Телегинские жильцы даже прибили на дверях у нее таблицу этих вопросов. В общем, это была неудовлетворенная девушка и все ждала каких-то "переворотов", "кошмарных событий", которые сделают жизнь увлекательной, такой, чтобы жить во весь дух, а не томиться у серого от дождя окошка.
Сам Телегин немало потешался над своими жильцами, считал их отличными людьми и чудаками, но за недостатком времени мало принимал участия в их развлечениях.
Однажды, на рождестве, Сергей Сергеевич Сапожков собрал жильцов и сказал им следующее:
- Товарищи, настало время действовать.
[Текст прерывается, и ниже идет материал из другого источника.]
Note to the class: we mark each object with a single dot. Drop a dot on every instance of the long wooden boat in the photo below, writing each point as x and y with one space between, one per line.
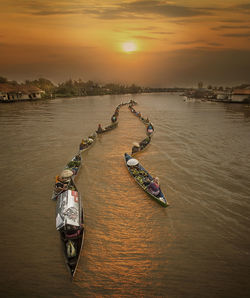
142 146
70 224
73 165
143 178
108 128
88 143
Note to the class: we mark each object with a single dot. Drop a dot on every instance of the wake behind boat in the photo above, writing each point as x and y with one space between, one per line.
63 181
69 223
87 143
107 128
144 179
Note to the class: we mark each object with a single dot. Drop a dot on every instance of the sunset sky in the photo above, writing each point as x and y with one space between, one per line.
150 43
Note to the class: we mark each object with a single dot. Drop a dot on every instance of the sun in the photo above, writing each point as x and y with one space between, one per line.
129 47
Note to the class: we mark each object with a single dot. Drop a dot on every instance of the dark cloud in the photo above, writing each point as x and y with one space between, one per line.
135 9
162 32
154 7
215 44
243 7
189 42
232 21
222 27
247 34
145 37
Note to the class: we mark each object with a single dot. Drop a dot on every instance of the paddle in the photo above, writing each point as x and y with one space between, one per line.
63 190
Нас много, но мы распылены. До сих пор мы выступали разрозненно и робко. Мы должны составить фалангу и нанести удар буржуазному обществу. Для этого, во-первых, мы фиксируем вот эту инициативную группу, затем выпускаем прокламацию, вот она: "Мы - новые Колумбы! Мы - гениальные возбудители! Мы - семена нового человечества! Мы требуем от заплывшего жиром буржуазного общества отмены всех предрассудков. Отныне нет добродетели! Семья, общественные приличия, браки - отменяются. Мы этого требуем. Человек - мужчина и женщина - должен быть голым и свободным. Половые отношения есть достояние общества. Юноши и девушки, мужчины и женщины, вылезайте из насиженных логовищ, идите, нагие и счастливые, в хоровод под солнце дикого зверя!.."
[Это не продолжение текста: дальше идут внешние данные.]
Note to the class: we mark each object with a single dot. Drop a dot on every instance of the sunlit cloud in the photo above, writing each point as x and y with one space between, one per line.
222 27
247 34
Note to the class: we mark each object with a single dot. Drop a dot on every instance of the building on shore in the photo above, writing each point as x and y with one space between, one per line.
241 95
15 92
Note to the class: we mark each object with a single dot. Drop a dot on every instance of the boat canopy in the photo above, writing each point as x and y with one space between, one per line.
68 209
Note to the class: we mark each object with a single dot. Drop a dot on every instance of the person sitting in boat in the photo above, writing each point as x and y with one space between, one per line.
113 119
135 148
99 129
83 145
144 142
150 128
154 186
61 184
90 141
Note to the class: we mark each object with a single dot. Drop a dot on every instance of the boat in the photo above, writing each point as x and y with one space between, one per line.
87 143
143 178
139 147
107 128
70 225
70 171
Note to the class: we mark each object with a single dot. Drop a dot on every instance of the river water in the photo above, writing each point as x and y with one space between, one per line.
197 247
Затем Сапожков сказал, что необходимо издавать футуристический журнал под названием: "Блюдо богов", деньги на который отчасти даст Телегин, остальные нужно вырвать из пасти буржуев - всего три тысячи.
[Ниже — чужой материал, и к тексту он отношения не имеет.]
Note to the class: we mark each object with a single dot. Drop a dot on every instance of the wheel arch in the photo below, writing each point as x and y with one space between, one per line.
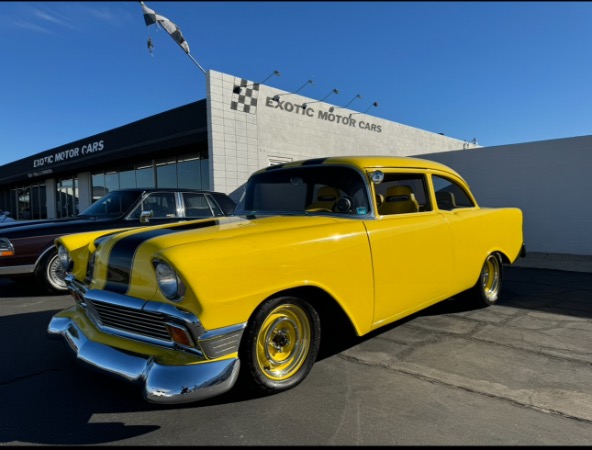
331 312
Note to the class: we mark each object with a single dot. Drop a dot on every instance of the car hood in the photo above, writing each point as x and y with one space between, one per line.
129 253
52 226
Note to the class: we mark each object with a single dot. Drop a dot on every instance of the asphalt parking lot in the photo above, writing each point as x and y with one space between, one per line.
516 373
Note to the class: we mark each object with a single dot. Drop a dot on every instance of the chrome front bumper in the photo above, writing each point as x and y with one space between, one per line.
162 384
209 369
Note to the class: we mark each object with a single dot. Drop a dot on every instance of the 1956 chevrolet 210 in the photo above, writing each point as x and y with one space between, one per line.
186 310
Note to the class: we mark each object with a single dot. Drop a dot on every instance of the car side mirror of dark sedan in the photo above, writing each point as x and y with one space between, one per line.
145 216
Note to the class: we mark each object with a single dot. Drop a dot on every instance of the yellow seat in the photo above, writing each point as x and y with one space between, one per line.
399 200
379 200
326 198
445 200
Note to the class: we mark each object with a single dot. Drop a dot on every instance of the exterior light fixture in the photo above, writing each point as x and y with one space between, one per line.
373 105
343 107
334 91
275 72
276 97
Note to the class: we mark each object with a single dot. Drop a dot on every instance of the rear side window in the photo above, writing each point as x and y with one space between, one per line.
450 195
401 193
Так была создана "Центральная станция по борьбе с бытом", название, придуманное Телегиным, когда, вернувшись с завода, он до слез хохотал над проектом Сапожкова. Немедленно было приступлено к изданию первого номера "Блюда богов". Несколько богатых меценатов, адвокаты и даже сам Сашка Сакельман дали требуемую сумму - три тысячи. Были заказаны бланки, на оберточной бумаге, с непонятной надписью - "Центрофуга", и приступлено к приглашению ближайших сотрудников и к сбору материала. Художник Валет подал идею, чтобы комната Сапожкова, превращенная в редакцию, была обезображена циничными рисунками. Он нарисовал на стенах двенадцать автопортретов. Долго думали о меблировке. Наконец убрали в комнате все, кроме большого стола, оклеенного золотой бумагой.
После выхода первого номера в городе заговорили о "Блюде богов". Одни возмущались, другие утверждали, что не так-то все это просто и не пришлось бы в недалеком будущем Пушкина отослать в архив. Литературный критик Чирва растерялся - в "Блюде богов" его назвали сволочью. Екатерина Дмитриевна Смоковникова немедленно подписалась на журнал на весь год и решила устроить вторник с футуристами.